I was in the front row and facing the professor so it wasn’t until this point that I realized almost all of my classmates were seated. It filled me with anxiety. Please, let me sit down on the next one.
Then he said, “Ok, please sit if you eat less than 38 grams of fiber per day.” I remained standing. A few years ago, I set a personal goal of eating 45 grams of fiber per day and I put a massive amount of effort into figuring out how to make that happen. It took time and practice but these days, on a rare low-fiber day, I’ll still eat 40 grams.
I quickly glanced behind me and didn’t see anyone standing. I think there may have been a few of us left but I didn’t look hard enough to notice. Something interesting happened to me right then. I felt like a fraud. Like I should be sitting. Like I don’t actually do all of these things. I assumed everyone was looking at me standing and seeing through my blatant lies.

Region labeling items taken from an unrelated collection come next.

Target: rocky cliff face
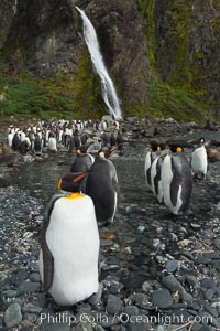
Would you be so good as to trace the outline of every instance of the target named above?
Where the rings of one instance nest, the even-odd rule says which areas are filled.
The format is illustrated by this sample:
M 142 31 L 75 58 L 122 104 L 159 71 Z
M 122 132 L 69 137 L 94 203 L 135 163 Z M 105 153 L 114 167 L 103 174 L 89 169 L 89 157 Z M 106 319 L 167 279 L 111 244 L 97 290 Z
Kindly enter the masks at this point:
M 163 82 L 220 104 L 219 1 L 155 1 L 156 67 Z M 213 109 L 215 110 L 215 109 Z M 217 110 L 217 108 L 216 108 Z
M 96 28 L 125 113 L 143 115 L 165 104 L 155 81 L 160 90 L 182 88 L 218 111 L 218 0 L 2 0 L 1 61 L 11 75 L 28 72 L 47 79 L 68 73 L 77 82 L 86 45 L 76 4 Z M 158 98 L 156 106 L 152 98 Z

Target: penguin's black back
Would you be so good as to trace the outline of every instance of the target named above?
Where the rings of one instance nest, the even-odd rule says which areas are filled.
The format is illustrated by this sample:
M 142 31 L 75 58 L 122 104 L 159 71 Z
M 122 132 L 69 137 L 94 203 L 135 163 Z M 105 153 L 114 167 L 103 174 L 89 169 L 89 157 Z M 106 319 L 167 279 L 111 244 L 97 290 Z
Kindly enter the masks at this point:
M 107 222 L 116 212 L 116 193 L 119 193 L 117 171 L 110 160 L 96 157 L 86 183 L 86 194 L 95 204 L 98 222 Z
M 89 154 L 79 154 L 70 169 L 70 172 L 87 172 L 92 166 L 92 159 Z
M 191 168 L 184 154 L 173 154 L 172 156 L 172 169 L 173 169 L 173 180 L 170 190 L 170 200 L 173 205 L 177 203 L 177 193 L 179 185 L 182 185 L 182 201 L 183 204 L 178 213 L 186 213 L 189 209 L 189 201 L 193 191 L 193 177 Z

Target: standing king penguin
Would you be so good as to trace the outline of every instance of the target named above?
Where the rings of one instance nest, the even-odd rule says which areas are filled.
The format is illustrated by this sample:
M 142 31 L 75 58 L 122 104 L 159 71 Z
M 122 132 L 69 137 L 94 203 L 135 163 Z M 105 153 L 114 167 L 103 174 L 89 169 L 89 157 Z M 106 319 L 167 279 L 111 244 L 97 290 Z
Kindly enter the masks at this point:
M 94 201 L 97 221 L 102 224 L 113 222 L 119 200 L 119 183 L 117 170 L 113 163 L 105 158 L 102 150 L 90 168 L 86 194 Z
M 194 177 L 206 179 L 208 156 L 205 147 L 205 138 L 199 139 L 198 147 L 191 153 L 191 169 Z
M 61 306 L 98 291 L 99 233 L 92 200 L 80 193 L 86 174 L 68 174 L 52 197 L 41 237 L 40 274 L 44 290 Z M 67 183 L 67 185 L 66 185 Z
M 183 153 L 167 154 L 162 164 L 164 203 L 175 215 L 187 214 L 193 190 L 193 173 Z

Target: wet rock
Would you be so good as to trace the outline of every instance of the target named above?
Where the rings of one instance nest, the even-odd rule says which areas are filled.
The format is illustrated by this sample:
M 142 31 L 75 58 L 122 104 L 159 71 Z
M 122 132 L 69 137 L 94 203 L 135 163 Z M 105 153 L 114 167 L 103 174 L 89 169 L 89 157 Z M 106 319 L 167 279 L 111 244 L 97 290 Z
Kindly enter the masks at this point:
M 197 279 L 197 277 L 193 276 L 193 275 L 186 275 L 185 276 L 185 279 L 186 281 L 193 286 L 195 289 L 199 289 L 200 288 L 200 285 L 199 285 L 199 281 Z
M 8 181 L 7 179 L 0 177 L 0 188 L 7 188 L 7 186 L 10 186 L 11 183 L 10 181 Z
M 165 264 L 165 268 L 168 273 L 175 273 L 179 266 L 178 260 L 167 260 Z
M 139 308 L 136 306 L 127 306 L 124 307 L 123 313 L 128 314 L 129 317 L 138 316 Z
M 18 161 L 19 161 L 19 154 L 16 154 L 16 153 L 0 157 L 0 166 L 3 166 L 3 167 L 6 167 L 6 166 L 12 167 Z
M 22 282 L 22 285 L 20 286 L 19 290 L 21 292 L 36 292 L 38 291 L 41 288 L 41 284 L 40 282 L 33 282 L 33 281 L 24 281 Z
M 167 290 L 153 291 L 151 301 L 158 308 L 168 308 L 173 303 L 173 298 Z
M 150 248 L 153 248 L 153 249 L 158 248 L 160 244 L 161 244 L 161 241 L 157 239 L 157 238 L 154 238 L 154 239 L 150 238 L 150 239 L 147 241 L 147 246 L 148 246 Z
M 41 331 L 70 331 L 70 327 L 65 323 L 53 323 L 48 325 L 42 325 Z
M 144 292 L 150 292 L 152 290 L 152 285 L 148 281 L 142 284 L 142 289 Z
M 95 293 L 95 295 L 92 295 L 92 296 L 88 299 L 88 302 L 89 302 L 91 306 L 96 306 L 96 305 L 98 305 L 98 303 L 101 301 L 102 290 L 103 290 L 103 286 L 102 286 L 102 284 L 100 282 L 100 284 L 99 284 L 98 292 Z
M 4 323 L 7 328 L 13 328 L 22 321 L 21 306 L 12 303 L 4 313 Z
M 144 293 L 135 293 L 132 296 L 132 300 L 134 303 L 140 305 L 147 301 L 147 296 Z
M 194 298 L 191 295 L 187 293 L 185 288 L 182 286 L 182 284 L 173 276 L 173 275 L 168 275 L 162 278 L 162 284 L 164 285 L 164 287 L 166 287 L 167 289 L 169 289 L 173 293 L 175 293 L 176 291 L 179 292 L 183 301 L 193 301 Z
M 22 307 L 22 312 L 32 312 L 40 314 L 42 312 L 42 307 L 35 306 L 33 303 L 26 303 Z
M 122 301 L 118 297 L 113 295 L 109 295 L 107 300 L 107 311 L 110 314 L 119 313 L 120 309 L 122 308 Z
M 40 282 L 41 281 L 41 276 L 38 273 L 32 273 L 29 276 L 30 280 L 33 282 Z

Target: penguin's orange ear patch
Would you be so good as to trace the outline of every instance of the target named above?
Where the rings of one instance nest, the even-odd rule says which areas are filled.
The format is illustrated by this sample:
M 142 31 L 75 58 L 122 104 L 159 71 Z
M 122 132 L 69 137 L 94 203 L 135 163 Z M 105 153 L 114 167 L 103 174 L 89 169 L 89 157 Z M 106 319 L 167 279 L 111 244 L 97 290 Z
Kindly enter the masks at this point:
M 177 153 L 180 153 L 180 152 L 183 152 L 183 148 L 182 147 L 177 147 L 176 151 L 177 151 Z
M 58 190 L 62 190 L 62 179 L 58 181 L 57 188 L 58 188 Z
M 84 178 L 87 177 L 87 175 L 88 175 L 87 172 L 80 173 L 79 175 L 77 175 L 77 177 L 73 180 L 73 182 L 74 182 L 74 183 L 77 183 L 78 181 L 80 181 L 81 179 L 84 179 Z

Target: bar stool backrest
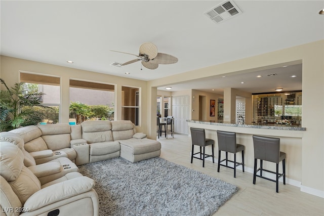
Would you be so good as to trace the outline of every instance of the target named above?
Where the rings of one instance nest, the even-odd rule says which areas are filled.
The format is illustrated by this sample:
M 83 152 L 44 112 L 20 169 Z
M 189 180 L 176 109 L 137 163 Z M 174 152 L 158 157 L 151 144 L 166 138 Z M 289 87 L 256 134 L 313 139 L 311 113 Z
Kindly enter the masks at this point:
M 254 158 L 278 163 L 280 156 L 280 139 L 253 136 Z
M 173 116 L 171 116 L 169 115 L 167 116 L 167 121 L 168 122 L 168 124 L 171 124 L 173 123 L 174 122 Z
M 191 144 L 200 146 L 206 146 L 205 129 L 190 127 Z
M 236 134 L 234 132 L 217 131 L 218 150 L 236 153 Z
M 159 126 L 160 125 L 160 118 L 158 117 L 156 117 L 156 125 Z

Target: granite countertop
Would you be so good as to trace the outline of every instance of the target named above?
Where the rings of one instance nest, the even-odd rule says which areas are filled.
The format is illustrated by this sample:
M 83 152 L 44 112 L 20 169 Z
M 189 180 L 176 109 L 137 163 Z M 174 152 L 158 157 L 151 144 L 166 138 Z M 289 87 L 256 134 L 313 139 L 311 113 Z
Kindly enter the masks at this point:
M 188 122 L 198 123 L 204 124 L 211 124 L 220 126 L 229 126 L 232 127 L 246 127 L 252 128 L 280 129 L 286 131 L 306 131 L 306 127 L 302 127 L 298 125 L 291 125 L 286 124 L 277 124 L 269 123 L 252 123 L 248 124 L 240 124 L 231 123 L 230 122 L 212 122 L 202 120 L 187 120 Z

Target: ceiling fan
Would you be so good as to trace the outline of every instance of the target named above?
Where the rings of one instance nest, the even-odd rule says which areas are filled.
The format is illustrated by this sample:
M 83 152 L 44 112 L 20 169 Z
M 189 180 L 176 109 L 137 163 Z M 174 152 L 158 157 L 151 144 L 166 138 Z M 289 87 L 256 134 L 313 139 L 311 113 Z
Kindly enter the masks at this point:
M 159 64 L 174 64 L 178 62 L 178 58 L 174 56 L 165 53 L 158 53 L 157 48 L 151 42 L 145 42 L 141 45 L 138 55 L 114 50 L 111 50 L 111 51 L 132 55 L 137 57 L 137 59 L 122 64 L 122 66 L 142 61 L 142 65 L 143 66 L 146 68 L 154 69 L 157 68 Z

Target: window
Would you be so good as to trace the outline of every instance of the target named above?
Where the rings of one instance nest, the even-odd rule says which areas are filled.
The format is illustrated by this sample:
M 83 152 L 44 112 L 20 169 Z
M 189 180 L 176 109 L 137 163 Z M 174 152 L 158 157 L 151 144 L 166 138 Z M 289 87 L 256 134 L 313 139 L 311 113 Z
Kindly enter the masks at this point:
M 42 104 L 52 108 L 52 109 L 39 107 L 33 108 L 43 113 L 45 117 L 44 123 L 58 123 L 60 105 L 60 77 L 21 72 L 20 81 L 26 83 L 30 93 L 44 94 L 42 96 Z
M 302 106 L 285 105 L 285 116 L 298 117 L 301 117 Z
M 129 120 L 138 126 L 140 108 L 139 88 L 123 86 L 122 94 L 122 120 Z
M 70 122 L 114 120 L 114 85 L 70 79 L 69 95 Z

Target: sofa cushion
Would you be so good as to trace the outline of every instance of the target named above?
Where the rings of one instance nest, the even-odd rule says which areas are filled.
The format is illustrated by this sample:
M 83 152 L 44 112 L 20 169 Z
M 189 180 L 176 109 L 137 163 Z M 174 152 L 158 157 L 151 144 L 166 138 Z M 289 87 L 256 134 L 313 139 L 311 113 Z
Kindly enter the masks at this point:
M 91 156 L 110 154 L 120 150 L 119 143 L 117 141 L 92 143 L 90 146 Z
M 23 150 L 22 153 L 24 154 L 24 165 L 27 167 L 36 165 L 35 159 L 30 153 L 27 151 Z
M 0 174 L 7 181 L 17 179 L 24 165 L 24 155 L 15 144 L 1 143 L 0 148 Z
M 10 132 L 15 133 L 20 135 L 24 140 L 25 144 L 42 136 L 42 131 L 36 125 L 29 125 L 19 127 L 10 131 Z
M 17 179 L 9 183 L 23 205 L 30 196 L 41 189 L 38 179 L 25 166 Z
M 137 133 L 133 136 L 133 138 L 136 139 L 143 139 L 145 138 L 147 136 L 147 135 L 143 133 Z
M 110 121 L 85 121 L 82 122 L 81 125 L 83 133 L 111 130 L 111 123 Z
M 20 149 L 24 149 L 24 140 L 18 134 L 12 132 L 0 133 L 0 142 L 9 142 L 13 143 Z
M 131 139 L 136 133 L 134 124 L 129 120 L 111 121 L 111 131 L 114 141 Z
M 44 140 L 41 137 L 35 138 L 30 141 L 25 142 L 25 150 L 28 152 L 47 150 L 47 146 Z
M 133 122 L 129 120 L 122 120 L 111 121 L 111 131 L 127 131 L 135 127 Z
M 59 150 L 54 151 L 53 153 L 54 155 L 58 152 L 64 152 L 67 155 L 67 158 L 71 160 L 73 160 L 76 157 L 76 152 L 74 149 L 72 148 L 64 148 Z
M 161 149 L 161 144 L 158 141 L 147 138 L 140 140 L 132 138 L 119 142 L 122 151 L 127 151 L 133 155 L 144 154 Z M 123 146 L 128 148 L 123 148 Z
M 39 124 L 37 126 L 42 131 L 43 136 L 71 134 L 70 125 L 67 123 Z
M 0 176 L 0 200 L 1 200 L 2 211 L 4 209 L 19 209 L 22 207 L 21 202 L 13 191 L 10 185 L 2 176 Z M 19 211 L 12 211 L 10 215 L 18 216 L 20 214 Z M 4 213 L 2 215 L 6 215 Z
M 42 138 L 46 143 L 47 148 L 53 151 L 64 148 L 70 148 L 71 141 L 70 134 L 43 135 Z
M 83 132 L 82 138 L 86 140 L 89 144 L 112 141 L 113 140 L 111 131 L 89 133 Z
M 135 134 L 133 129 L 112 132 L 114 141 L 118 140 L 128 140 L 133 138 Z
M 63 182 L 66 180 L 75 179 L 76 178 L 81 177 L 83 176 L 82 175 L 82 174 L 77 172 L 72 172 L 67 173 L 63 177 L 62 177 L 57 179 L 56 179 L 51 182 L 50 182 L 48 183 L 46 183 L 44 185 L 42 185 L 42 188 L 44 188 L 49 186 L 53 185 L 54 184 L 59 183 L 60 182 Z

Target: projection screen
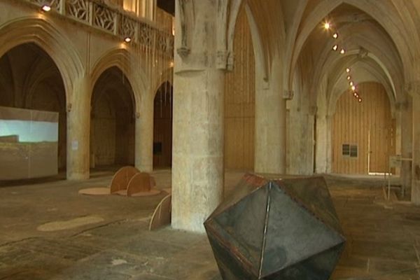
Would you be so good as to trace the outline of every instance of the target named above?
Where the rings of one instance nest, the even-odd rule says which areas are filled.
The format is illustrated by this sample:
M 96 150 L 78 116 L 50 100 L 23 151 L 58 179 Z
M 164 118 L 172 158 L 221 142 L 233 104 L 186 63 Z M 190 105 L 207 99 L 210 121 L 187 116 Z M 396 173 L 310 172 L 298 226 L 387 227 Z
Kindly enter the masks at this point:
M 0 106 L 0 180 L 58 173 L 58 113 Z

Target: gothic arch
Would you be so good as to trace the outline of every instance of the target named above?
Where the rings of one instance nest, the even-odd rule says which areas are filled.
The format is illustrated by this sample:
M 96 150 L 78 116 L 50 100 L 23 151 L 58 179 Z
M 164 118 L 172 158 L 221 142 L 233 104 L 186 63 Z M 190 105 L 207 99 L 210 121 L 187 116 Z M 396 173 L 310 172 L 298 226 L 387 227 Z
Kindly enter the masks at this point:
M 90 94 L 101 75 L 107 69 L 116 66 L 122 71 L 133 90 L 134 108 L 140 111 L 140 102 L 151 85 L 146 83 L 147 77 L 144 69 L 146 64 L 125 48 L 115 48 L 102 56 L 94 64 L 91 73 L 92 84 Z
M 74 81 L 84 73 L 79 54 L 71 41 L 48 20 L 26 17 L 0 26 L 0 57 L 12 48 L 33 43 L 50 55 L 64 84 L 67 102 L 71 100 Z
M 378 6 L 368 1 L 362 2 L 357 0 L 335 0 L 325 1 L 320 4 L 312 10 L 307 19 L 304 22 L 302 22 L 300 33 L 298 34 L 298 30 L 296 30 L 296 34 L 294 35 L 295 41 L 293 41 L 295 43 L 293 43 L 292 45 L 288 46 L 288 48 L 291 48 L 292 50 L 290 52 L 290 54 L 286 57 L 286 65 L 288 65 L 286 70 L 288 72 L 287 79 L 285 80 L 286 88 L 290 88 L 291 85 L 293 85 L 294 69 L 296 66 L 297 61 L 310 34 L 327 15 L 343 4 L 347 4 L 360 9 L 372 17 L 373 20 L 385 29 L 395 43 L 400 55 L 405 80 L 412 80 L 413 79 L 413 77 L 411 76 L 413 75 L 413 71 L 412 71 L 413 69 L 412 57 L 415 57 L 416 55 L 416 51 L 412 49 L 412 46 L 416 46 L 416 44 L 407 43 L 407 38 L 410 38 L 407 35 L 407 29 L 410 29 L 414 30 L 415 28 L 412 27 L 407 27 L 400 17 L 391 17 L 392 18 L 392 20 L 387 20 L 387 19 L 390 18 L 390 16 L 387 15 L 391 13 L 391 10 L 394 10 L 390 8 L 388 6 L 383 7 L 382 5 Z M 414 36 L 413 40 L 418 42 L 419 38 Z

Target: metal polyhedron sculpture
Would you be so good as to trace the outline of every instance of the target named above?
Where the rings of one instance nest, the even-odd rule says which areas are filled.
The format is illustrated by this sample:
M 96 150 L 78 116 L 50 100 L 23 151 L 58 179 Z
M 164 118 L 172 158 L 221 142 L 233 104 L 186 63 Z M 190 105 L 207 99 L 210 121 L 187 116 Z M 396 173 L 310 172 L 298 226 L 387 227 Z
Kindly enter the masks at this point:
M 327 280 L 345 244 L 322 177 L 246 174 L 204 227 L 224 280 Z

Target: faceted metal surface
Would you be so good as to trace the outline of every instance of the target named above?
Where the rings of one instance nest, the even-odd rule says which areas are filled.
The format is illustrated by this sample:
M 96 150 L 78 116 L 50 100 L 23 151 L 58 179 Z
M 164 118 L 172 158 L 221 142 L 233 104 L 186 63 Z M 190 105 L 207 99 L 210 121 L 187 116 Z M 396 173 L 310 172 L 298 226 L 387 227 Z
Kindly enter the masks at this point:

Of course, this is ridiculous because not only do I consciously do all of these things, I’ve actually practiced and put effort into creating these habits. But I somehow still felt like an imposter.
The professor gave a few more scenarios, sit down if you smoke, if you have an above-optimal body mass index, etc, and I remained standing. By the time the exercise ended (which felt like 3 hours) and I sat down, I was closer than I’ve ever been to having a panic attack. My heart was pounding. I was sweating. I was embarrassed. I was ashamed. But it didn’t make any sense.
The professor began lecturing on cancer risk factors and genetic predisposition and I didn’t pay any attention whatsoever. I was busy trying to understand what was happening to me. He turned the lights down and put on a TedTalk by some incredible doctor doing incredible things (I assume. I don’t actually know, I wasn’t listening).
I was trying to reasonably comprehend why I was feeling like a fraud when I got violently slapped by the answer. I felt like a fraud because I have some unrelated and unfounded insecurities. I was wrong to feel like a fraud. I exercise and eat vegetables and count my fiber intake. This is all completely true. I’m totally not a fraud.
It took another minute before I was struck by the implication of my realization; Maybe I’m also wrong about my skills as an aspiring doctor. Maybe I am worthy. Maybe I can graduate. Maybe all of the things I’ve dedicated my life to are actually coming to fruition. Maybe I am actually something special.
I started crying. Again. But this one was different. These tears came from a feeling I didn’t know how to process. An overwhelming emotion I absolutely was not ready for. Pride.
Luckily, the TedTalk wasn’t a short one. I mostly pulled it together by the time the lights came back on. The class eventually ended. I learned nothing about oncology that day.
Before I left to go to my exam, a classmate asked if I felt ready for it. I said, “No, I’m terrified.” She looked surprised, “Really?” She smiled. “I would totally vote you least likely to fail.” I laughed and thanked her.
I took my OSCE later that day. I really don’t know if I did well enough to pass. We’ll get our results in a week or so but I’m not very concerned with that. I gave it everything I had. I tried as hard as I could. If I fail, it doesn’t mean that I’m a fraud or an imposter or that I don’t deserve to graduate. It just means I have to try again. And while I still have my doubts, at least I know I’m really good at trying.